Bater pode piorar comportamento de crianças e causar danos reais, aponta estudo
Revisão de 69 estudos mostrou que crianças que apanham criam mais comportamentos problemáticos ao longo da vida, refutando ideia que bater serve para educar
O castigo físico não parece melhorar o comportamento positivo ou a competência social de uma criança ao longo do tempo, de acordo com uma revisão de 69 estudos dos Estados Unidos, Canadá, China, Colômbia, Grécia, Japão, Suíça, Turquia e Reino Unido.
A revisão, publicada na revista científica The Lancet, concluiu que punições físicas como palmadas são “prejudiciais ao desenvolvimento e ao bem-estar das crianças”, disse a autora Elizabeth Gershoff, professora de desenvolvimento humano e ciências da família na Universidade do Texas, em Austin, nos Estados Unidos.
“Os pais batem em seus filhos porque acham que isso melhorará seu comportamento”, disse Gershoff. “Infelizmente para os pais que batem, nossa pesquisa encontrou evidências claras e convincentes de que o castigo físico não melhora o comportamento das crianças e, em vez disso, o torna pior.”
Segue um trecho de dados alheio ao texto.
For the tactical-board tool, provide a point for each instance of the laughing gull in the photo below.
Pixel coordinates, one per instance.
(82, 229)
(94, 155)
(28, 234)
Mau comportamento piorou após a punição
Para medir o impacto de surras e outros castigos físicos que os pais normalmente escolhem para disciplinar uma criança, a revisão excluiu tipos verbais e “severos” de castigo físico que seriam caracterizados como abuso infantil.
Isso incluía ações como “bater em uma criança com um objeto; bater ou dar um tapa no rosto, cabeça ou orelhas; atirar um objeto em uma criança; bater; bater com o punho; socar; chutar; lavar a boca de uma criança com sabão; derrubar; sufocar; queimar; escaldar; e ameaçar com uma faca ou arma “, disse Gershoff.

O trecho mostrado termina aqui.